UPDATE: As of Wednesday, April 8, The University of Washington’s Institute for Health Metrics and Evaluation models predict a peak in deaths-per-day on April 12, with 2,212 deaths, and fewer deaths overall (60,415) than previously estimated.
The White House Coronavirus Task Force delivered a sobering prediction Sunday, warning that COVID-19 cases and deaths would peak over the next two weeks. But in a heartening juxtaposition, they also promised hope.
“In the days ahead, America will endure the peak of this terrible pandemic,” President Trump said Sunday night. “But we see the light at the end of the tunnel. … And hopefully, in the not-too-distant future, we’ll be very proud of the job we did.”
‘Hardest and Saddest Week’
Appearing on Fox News Sunday, U.S. Surgeon General Jerome Adams said, “This is going to be the hardest and the saddest week of most Americans’ lives.”
“This is our Pearl Harbor moment, our 9/11 moment,” he added. But instead of being concentrated in one place, the crisis will be nationwide.
The theme of hard days ahead repeated in Sunday night’s White House Press Briefing. According to models currently informing the White House Task Force, the U.S. will see a peak in the number of deaths-per-day on April 16.
Previously, models from The University of Washington’s Institute for Health Metrics and Evaluation (IHME) predicted 93,531 deaths (and potentially up to 177,866), with mitigation efforts. Thanks to “a massive infusion of new data,” IHME models are now predicting 81,766 deaths. The number of deaths on the peak day, April 16, increased, however. Just over 3,000 are now expected, up from 2,644.

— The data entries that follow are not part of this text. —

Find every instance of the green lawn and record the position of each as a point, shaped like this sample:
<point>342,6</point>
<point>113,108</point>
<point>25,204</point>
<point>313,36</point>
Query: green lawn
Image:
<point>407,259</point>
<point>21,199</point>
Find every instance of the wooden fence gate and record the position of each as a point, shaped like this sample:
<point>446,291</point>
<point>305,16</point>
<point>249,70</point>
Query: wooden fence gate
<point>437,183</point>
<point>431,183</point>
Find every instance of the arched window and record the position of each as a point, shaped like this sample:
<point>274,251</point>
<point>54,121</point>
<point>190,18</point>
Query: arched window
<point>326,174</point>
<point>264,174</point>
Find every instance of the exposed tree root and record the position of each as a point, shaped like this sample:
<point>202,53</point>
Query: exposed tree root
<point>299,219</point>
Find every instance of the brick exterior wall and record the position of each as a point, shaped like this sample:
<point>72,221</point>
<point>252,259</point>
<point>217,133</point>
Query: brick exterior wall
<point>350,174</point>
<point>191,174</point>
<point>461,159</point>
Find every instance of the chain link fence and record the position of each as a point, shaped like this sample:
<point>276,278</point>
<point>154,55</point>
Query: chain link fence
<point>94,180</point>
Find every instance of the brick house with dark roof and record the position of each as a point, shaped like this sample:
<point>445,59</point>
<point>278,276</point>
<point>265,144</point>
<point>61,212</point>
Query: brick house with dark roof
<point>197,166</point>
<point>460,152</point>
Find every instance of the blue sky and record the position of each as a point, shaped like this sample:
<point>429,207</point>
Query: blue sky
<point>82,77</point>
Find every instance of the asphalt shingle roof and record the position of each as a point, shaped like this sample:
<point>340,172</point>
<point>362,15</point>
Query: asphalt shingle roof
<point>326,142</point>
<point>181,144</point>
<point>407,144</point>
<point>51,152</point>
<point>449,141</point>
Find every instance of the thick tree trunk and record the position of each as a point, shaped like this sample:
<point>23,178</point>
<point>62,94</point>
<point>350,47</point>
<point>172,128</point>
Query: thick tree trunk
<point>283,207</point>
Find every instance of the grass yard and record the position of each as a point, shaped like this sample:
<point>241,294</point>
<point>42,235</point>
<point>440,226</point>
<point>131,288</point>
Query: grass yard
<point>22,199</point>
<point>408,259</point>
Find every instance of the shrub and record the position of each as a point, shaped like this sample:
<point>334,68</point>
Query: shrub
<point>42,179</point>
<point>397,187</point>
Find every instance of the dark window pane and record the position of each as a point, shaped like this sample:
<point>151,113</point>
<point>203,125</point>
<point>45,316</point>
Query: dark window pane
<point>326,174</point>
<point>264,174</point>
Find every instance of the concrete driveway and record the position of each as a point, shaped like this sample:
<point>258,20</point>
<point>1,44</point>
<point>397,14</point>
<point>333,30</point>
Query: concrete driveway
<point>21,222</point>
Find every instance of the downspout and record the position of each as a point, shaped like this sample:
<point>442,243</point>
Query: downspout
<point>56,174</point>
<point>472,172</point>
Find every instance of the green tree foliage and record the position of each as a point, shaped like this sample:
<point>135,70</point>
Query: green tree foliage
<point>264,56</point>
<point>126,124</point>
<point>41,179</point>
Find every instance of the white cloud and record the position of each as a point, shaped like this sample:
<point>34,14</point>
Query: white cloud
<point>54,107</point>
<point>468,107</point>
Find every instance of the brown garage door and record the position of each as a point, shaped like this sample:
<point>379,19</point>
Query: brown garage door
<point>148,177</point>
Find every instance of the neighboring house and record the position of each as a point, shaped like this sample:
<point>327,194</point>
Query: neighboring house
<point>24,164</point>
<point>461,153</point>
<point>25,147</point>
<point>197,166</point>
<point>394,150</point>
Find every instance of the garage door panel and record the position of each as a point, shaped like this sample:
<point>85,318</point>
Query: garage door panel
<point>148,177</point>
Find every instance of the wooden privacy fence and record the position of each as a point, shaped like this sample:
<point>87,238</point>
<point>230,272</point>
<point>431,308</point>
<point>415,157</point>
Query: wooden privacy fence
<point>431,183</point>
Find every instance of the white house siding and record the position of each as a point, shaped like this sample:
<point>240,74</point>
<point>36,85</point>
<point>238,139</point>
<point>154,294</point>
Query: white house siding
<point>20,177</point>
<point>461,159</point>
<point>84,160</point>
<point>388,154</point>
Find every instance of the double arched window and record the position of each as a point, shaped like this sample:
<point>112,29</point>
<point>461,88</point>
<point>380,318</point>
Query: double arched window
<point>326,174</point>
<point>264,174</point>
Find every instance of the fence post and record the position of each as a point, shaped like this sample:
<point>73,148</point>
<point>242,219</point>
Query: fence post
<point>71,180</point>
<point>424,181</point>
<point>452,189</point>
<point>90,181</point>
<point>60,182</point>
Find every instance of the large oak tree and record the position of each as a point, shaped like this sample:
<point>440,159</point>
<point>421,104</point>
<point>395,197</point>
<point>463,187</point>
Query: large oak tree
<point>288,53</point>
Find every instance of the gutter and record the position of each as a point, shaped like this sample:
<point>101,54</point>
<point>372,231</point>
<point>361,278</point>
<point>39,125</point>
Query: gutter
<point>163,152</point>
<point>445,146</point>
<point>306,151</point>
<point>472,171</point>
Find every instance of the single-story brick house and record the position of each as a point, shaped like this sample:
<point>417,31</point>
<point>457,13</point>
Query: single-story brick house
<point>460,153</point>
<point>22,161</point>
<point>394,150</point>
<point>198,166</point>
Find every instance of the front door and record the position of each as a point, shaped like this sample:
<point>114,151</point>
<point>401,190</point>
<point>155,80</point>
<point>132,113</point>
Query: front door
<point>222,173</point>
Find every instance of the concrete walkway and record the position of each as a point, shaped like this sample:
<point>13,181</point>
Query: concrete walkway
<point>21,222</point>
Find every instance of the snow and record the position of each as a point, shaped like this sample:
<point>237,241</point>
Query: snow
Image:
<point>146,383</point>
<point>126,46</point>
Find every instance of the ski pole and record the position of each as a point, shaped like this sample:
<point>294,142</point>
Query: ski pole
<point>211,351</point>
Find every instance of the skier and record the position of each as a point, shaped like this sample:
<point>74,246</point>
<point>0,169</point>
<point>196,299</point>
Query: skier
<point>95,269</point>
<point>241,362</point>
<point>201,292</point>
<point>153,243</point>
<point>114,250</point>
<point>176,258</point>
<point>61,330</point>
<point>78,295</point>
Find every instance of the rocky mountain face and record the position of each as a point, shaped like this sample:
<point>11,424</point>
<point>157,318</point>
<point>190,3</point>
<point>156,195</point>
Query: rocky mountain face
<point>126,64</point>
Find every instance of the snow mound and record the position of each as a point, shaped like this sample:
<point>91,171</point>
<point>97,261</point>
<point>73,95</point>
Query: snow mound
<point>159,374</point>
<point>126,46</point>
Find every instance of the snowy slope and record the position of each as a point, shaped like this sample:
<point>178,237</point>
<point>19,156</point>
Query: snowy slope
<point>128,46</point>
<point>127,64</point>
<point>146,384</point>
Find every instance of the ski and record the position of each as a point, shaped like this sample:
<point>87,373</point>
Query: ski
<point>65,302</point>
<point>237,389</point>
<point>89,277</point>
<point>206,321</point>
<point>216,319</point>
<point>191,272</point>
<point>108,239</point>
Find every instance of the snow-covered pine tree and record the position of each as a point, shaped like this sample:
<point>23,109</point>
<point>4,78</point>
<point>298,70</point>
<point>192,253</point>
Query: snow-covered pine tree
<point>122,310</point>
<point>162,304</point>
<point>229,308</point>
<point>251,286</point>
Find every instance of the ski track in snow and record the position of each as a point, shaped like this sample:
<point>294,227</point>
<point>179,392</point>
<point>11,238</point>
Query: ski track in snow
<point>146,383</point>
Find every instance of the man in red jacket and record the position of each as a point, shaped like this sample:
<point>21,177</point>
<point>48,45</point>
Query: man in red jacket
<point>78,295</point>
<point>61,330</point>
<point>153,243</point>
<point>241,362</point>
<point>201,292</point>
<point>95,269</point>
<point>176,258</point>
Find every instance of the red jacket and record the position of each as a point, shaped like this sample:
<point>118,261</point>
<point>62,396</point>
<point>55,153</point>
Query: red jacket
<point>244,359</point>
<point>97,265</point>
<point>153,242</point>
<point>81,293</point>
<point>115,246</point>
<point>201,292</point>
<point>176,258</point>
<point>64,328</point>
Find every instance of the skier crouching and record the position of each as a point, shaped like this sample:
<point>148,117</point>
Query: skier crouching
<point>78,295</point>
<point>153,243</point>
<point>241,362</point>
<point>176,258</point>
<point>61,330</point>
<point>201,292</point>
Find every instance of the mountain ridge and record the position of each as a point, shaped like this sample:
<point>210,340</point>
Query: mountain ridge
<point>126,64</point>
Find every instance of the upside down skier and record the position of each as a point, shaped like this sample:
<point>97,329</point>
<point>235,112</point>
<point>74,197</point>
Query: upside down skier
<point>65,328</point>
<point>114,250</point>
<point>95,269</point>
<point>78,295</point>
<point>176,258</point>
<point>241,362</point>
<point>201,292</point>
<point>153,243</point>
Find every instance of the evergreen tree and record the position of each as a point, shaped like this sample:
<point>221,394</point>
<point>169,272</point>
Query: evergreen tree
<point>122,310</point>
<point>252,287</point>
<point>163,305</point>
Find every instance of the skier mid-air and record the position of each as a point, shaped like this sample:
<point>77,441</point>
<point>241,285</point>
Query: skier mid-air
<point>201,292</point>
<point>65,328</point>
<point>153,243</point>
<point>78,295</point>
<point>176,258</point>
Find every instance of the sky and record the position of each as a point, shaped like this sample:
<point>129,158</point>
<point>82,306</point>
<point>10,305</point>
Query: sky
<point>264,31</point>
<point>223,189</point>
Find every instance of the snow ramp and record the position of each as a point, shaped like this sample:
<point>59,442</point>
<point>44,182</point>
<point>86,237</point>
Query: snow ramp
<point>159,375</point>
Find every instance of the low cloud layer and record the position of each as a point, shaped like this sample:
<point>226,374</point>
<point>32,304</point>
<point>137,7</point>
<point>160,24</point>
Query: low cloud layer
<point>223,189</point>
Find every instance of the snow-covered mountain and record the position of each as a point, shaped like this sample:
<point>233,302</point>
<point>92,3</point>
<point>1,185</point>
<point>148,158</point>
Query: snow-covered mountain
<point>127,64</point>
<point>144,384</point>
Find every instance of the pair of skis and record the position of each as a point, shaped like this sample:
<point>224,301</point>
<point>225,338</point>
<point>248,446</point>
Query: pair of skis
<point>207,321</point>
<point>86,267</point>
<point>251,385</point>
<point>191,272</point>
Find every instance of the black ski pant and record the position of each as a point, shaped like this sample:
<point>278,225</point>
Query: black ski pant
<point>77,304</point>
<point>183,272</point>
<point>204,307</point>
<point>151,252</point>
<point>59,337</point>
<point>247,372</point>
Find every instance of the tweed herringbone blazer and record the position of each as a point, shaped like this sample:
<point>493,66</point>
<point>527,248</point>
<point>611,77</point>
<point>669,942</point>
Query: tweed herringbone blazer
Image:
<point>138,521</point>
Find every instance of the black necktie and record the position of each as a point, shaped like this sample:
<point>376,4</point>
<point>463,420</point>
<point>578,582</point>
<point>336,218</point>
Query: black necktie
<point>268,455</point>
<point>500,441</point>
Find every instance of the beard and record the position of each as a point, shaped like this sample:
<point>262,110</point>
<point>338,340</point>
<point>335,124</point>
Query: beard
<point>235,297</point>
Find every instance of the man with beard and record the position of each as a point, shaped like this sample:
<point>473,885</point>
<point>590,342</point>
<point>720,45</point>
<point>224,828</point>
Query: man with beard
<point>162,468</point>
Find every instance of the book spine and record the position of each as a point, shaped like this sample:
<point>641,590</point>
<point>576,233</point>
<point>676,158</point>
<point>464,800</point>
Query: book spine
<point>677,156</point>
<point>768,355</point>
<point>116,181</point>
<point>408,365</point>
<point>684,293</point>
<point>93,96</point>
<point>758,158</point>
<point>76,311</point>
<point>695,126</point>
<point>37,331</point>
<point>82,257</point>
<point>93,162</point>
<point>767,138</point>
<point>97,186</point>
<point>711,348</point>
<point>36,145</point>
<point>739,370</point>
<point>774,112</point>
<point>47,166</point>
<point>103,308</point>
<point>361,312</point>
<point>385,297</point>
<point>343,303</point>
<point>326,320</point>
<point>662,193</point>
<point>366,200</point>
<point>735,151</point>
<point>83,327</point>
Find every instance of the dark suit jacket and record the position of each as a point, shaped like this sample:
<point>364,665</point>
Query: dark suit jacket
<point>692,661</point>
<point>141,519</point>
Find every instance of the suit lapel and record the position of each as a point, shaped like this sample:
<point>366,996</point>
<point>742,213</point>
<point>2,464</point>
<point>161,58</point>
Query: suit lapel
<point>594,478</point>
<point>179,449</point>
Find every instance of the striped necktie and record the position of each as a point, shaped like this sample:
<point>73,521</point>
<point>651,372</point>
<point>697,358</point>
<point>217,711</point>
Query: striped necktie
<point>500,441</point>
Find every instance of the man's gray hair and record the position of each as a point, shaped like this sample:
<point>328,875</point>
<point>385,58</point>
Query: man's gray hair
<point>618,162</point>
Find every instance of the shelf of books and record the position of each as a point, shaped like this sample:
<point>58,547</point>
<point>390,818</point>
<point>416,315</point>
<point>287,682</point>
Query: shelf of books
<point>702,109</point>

Of course, models are just estimations, and change daily as new data from around the world comes in. But one thing experts seem certain of is that the next two weeks will be difficult as hospitalizations, demand for medical equipment, and deaths crest.
Asked how he could be talking about “glimmers of hope and stabilization” in light of Adams’ warning, Trump said the two messages aren’t “so different.”
“I think we all know that we have to reach a certain point, and that point is going to be a horrific point in terms of death,” he said. “But it’s also a point at which things are going to start changing.”
White House health adviser Dr. Anthony Fauci agreed. “It seems to be inherently contradictory, but it really isn’t,” he said. He pointed out that the current landscape is “a reflection of what happened two and a half weeks ago.”
“What you’re hearing about the potential light at the end of the tunnel doesn’t take away from the fact that tomorrow or the next day is going to look really bad.”
Dr. Deborah Birx, response coordinator for the White House task force, said we can be encouraged by looking at Italy and Spain, “where we see, finally, new cases and deaths declining.” She noted those two countries have had “a very similar experience to our experience.”
“The last time I was here, I wasn’t able to really tell you that Italy and Spain were coming across their apex and coming down on the other side,” she said. “They just completed four weeks of really strong mitigation. And I think that’s our word to the American people, is we can look like that.”
Don’t Ease Up on the Precautions
Everyone, including the president, highlighted the importance of mitigation and continuing social distancing. The IHME models assume continuation of current social distancing precautions through May. It also assumes that states that haven’t enacted those measures do so within the week.
Dr. Christopher Murray, Director of IHME, also emphasized the need for social distancing efforts to continue. “The trajectory of the pandemic will change — dramatically for the worse — if people ease up on social distancing or relax with other precautions.”
“The best tool we have is mitigation,” Fauci said. “We know it worked in other countries, and we’re seeing how it’s working here. So if we really want to make sure that we don’t have these kinds of rebounds that we’re worried about, it’s mitigation, mitigation, mitigation. That’s the answer.”